Most importantly, women capable of fostering sweeping change will wield disproportionate leverage in our politics, business communities and economy.
Bias, Meet Truth
Assuming women are able to capitalize on the opportunities that data science creates, there's still the challenge of retaining their position at the highest levels of a business. A recent study from the Rockefeller Foundation found that when a company is failing, female CEOs are blamed for poor leadership far more often than male CEOs. The contrast was stark: 80 percent of news stories blamed the female CEOs, compared to 31 percent for men.
I'm encouraged by big data because it will not only empower women, it will level the playing field in the C-suite.

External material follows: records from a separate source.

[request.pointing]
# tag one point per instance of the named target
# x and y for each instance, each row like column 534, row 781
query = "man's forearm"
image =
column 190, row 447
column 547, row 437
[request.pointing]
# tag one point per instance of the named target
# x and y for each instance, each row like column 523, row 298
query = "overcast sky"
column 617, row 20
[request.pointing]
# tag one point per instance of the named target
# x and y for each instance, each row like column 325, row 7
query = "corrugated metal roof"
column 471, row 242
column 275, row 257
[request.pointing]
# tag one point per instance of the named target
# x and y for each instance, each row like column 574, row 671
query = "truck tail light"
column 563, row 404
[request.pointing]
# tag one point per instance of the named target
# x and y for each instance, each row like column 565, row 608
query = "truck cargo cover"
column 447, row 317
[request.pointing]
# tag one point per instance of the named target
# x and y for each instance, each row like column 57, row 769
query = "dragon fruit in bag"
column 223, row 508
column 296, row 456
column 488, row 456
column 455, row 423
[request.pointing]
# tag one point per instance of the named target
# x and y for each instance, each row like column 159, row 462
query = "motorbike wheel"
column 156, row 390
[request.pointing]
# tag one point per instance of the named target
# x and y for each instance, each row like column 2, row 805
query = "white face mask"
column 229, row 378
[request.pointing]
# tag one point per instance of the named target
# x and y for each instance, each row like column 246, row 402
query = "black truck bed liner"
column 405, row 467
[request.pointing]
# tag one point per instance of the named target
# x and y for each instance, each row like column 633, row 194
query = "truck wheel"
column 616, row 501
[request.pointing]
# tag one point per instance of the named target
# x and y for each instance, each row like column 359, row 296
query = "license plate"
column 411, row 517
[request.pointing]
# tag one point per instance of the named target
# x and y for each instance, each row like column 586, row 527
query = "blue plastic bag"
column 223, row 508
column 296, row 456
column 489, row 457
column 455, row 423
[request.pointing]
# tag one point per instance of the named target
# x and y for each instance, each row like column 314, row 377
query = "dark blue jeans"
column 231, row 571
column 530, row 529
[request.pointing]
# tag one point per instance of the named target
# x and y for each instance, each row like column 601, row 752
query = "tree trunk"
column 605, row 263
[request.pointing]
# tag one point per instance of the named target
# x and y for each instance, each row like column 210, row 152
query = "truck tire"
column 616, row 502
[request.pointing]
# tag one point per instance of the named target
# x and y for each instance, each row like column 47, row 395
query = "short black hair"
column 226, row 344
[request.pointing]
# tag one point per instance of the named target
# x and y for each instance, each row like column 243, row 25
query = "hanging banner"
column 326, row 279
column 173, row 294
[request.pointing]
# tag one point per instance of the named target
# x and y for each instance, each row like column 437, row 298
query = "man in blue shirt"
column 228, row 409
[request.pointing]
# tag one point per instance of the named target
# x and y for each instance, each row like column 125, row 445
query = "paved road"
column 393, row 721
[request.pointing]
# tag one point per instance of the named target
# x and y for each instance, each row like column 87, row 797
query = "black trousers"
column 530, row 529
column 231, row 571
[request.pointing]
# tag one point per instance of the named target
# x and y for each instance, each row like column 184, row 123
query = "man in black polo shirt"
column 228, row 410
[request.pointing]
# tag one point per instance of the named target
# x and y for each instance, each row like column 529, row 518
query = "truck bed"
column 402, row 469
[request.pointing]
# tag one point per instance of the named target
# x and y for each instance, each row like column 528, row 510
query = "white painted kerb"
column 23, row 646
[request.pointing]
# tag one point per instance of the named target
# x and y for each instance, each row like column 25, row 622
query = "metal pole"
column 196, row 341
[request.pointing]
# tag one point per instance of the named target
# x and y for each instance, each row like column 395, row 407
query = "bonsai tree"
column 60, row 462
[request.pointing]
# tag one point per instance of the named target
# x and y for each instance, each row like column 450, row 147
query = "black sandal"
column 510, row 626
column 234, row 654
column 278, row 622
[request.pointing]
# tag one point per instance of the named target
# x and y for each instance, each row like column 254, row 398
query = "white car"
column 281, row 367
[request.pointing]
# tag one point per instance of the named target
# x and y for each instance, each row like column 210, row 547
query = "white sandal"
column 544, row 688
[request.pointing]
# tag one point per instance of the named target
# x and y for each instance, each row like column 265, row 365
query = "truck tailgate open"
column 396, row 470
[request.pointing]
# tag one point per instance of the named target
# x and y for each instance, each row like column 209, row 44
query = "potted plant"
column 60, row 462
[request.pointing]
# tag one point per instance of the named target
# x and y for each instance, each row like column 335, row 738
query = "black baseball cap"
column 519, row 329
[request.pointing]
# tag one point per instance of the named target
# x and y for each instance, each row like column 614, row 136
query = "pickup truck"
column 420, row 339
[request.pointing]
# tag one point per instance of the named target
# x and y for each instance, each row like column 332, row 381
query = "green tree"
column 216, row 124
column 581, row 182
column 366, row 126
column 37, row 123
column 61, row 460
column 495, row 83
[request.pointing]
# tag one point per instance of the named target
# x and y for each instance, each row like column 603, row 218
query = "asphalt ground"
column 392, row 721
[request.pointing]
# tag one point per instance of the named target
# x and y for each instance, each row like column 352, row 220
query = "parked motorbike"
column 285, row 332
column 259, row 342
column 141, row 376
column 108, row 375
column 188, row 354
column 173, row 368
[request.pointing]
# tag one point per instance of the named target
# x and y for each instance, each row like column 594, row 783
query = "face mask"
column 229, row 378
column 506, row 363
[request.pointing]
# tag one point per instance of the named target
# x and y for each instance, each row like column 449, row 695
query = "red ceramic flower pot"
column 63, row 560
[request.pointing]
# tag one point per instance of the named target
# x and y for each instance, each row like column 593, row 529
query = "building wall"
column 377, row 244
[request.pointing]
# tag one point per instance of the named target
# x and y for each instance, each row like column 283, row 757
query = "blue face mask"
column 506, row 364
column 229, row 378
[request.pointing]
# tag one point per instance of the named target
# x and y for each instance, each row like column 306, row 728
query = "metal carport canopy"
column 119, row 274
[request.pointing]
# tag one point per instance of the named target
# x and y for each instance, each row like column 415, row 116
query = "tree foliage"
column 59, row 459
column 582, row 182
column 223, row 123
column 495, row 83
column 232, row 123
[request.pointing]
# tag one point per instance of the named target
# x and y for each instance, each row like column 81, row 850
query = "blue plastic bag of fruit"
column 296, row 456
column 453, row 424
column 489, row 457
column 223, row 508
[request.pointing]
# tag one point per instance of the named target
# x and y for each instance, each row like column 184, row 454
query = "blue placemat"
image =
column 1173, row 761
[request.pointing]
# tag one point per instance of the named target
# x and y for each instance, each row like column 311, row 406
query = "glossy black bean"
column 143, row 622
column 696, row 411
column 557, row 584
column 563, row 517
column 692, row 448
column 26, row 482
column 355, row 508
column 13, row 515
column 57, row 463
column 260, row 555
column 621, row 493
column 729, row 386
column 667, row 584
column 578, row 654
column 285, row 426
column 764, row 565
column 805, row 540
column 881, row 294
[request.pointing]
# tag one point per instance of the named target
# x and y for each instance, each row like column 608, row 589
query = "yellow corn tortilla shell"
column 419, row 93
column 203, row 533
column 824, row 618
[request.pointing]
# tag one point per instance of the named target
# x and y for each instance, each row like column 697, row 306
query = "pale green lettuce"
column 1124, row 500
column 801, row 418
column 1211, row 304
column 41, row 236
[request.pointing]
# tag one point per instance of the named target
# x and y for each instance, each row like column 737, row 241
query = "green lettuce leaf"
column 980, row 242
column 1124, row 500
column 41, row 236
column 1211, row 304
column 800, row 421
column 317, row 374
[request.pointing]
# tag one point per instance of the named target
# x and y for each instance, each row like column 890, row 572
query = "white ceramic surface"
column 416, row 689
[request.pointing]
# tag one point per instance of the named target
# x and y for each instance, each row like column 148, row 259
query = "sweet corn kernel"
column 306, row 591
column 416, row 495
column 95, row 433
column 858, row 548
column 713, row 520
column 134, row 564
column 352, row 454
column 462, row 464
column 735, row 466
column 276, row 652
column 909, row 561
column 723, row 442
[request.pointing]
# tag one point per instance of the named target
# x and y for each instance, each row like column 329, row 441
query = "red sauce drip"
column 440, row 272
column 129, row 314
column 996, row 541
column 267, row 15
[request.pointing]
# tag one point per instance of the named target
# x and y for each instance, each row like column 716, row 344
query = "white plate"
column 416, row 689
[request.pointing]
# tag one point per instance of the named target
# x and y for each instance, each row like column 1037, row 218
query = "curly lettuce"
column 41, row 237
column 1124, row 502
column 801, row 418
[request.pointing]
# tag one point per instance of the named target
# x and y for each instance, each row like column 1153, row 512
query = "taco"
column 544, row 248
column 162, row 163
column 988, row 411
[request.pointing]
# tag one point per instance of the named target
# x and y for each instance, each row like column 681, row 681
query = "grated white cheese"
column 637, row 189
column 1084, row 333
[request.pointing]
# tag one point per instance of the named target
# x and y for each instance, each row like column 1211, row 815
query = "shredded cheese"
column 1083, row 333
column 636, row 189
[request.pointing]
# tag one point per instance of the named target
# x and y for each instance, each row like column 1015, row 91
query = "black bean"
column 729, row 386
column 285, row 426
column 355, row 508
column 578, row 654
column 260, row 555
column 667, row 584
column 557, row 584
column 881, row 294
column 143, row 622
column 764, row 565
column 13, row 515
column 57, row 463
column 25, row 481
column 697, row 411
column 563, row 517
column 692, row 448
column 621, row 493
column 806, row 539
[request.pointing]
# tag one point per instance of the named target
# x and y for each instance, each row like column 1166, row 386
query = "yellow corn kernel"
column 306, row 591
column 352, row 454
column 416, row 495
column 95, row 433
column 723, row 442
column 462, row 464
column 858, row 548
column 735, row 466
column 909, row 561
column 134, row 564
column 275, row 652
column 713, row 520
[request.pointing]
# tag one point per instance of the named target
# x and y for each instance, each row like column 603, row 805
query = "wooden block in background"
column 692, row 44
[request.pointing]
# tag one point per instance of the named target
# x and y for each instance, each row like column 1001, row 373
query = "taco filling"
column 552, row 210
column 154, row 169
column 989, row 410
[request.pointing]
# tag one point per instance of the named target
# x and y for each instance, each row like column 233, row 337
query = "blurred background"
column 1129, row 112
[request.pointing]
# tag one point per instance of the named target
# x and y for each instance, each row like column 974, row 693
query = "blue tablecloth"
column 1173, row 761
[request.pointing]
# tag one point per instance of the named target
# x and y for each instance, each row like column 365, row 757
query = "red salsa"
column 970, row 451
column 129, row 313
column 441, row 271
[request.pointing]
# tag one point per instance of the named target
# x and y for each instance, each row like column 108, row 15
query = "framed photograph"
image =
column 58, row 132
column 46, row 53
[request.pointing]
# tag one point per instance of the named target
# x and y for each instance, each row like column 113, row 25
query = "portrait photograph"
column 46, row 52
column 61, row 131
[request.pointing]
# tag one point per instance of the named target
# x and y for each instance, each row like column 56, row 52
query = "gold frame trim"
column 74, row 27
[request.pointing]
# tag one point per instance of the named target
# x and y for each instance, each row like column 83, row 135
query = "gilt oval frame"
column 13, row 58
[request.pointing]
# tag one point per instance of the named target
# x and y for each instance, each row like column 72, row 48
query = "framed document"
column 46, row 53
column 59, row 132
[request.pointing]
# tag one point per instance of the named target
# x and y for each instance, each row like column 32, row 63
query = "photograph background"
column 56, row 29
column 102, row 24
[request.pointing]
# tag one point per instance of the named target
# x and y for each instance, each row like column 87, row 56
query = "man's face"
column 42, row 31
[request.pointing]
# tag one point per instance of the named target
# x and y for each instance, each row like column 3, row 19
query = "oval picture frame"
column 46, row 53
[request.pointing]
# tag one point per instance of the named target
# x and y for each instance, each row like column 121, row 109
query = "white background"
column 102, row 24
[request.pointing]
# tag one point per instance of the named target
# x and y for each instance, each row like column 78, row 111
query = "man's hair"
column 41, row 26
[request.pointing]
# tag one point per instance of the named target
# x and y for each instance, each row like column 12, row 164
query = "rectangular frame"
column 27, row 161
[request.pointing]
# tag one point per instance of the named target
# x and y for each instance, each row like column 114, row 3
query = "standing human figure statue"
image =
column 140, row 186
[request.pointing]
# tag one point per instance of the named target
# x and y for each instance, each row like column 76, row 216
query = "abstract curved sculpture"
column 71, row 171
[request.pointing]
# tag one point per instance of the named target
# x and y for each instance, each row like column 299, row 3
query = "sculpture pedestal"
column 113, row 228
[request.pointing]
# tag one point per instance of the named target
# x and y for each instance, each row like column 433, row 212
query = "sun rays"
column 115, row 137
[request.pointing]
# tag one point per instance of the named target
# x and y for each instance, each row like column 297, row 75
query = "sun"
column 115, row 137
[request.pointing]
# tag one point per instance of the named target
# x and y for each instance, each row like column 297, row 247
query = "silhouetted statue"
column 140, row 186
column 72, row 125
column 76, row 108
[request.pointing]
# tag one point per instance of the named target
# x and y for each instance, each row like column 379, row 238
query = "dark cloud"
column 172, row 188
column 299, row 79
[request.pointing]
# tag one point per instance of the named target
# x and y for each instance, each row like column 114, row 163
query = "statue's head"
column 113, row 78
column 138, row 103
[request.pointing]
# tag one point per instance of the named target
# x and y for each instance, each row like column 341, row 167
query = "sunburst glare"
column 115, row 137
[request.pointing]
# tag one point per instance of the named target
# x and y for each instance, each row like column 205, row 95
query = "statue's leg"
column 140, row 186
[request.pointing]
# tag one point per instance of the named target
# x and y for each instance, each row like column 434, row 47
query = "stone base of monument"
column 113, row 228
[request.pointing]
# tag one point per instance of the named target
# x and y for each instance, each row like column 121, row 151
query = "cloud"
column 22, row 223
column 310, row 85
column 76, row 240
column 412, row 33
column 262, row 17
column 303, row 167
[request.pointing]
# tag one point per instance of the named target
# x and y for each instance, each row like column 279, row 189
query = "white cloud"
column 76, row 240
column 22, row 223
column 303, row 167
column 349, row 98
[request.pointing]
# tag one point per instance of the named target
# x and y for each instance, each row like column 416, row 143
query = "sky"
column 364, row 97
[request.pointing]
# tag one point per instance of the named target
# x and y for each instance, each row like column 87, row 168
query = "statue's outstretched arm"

Studies have proven that companies with more women in the C-suite are more profitable than those with fewer women. Other research has shown female CEOs in the Fortune 1000 outperform the S&P 500 over their tenures; yet, only 5 percent of the Fortune 1000 companies have female CEOs, and the "double bind" problem for female leaders persists even today, according to research from Catalyst.
In the near future, the double standard women face in the workplace will wane as adoption of data-driven decision making grows. Gone are the days of trashing a female executive for her "leadership skills" without taking a closer look at her personal and financial-performance metrics.
For that very reason data science doesn't just help women advance their careers, it secures their footing at the top. The result is better-performing businesses, accelerated social change and a global economy that works better for all of us.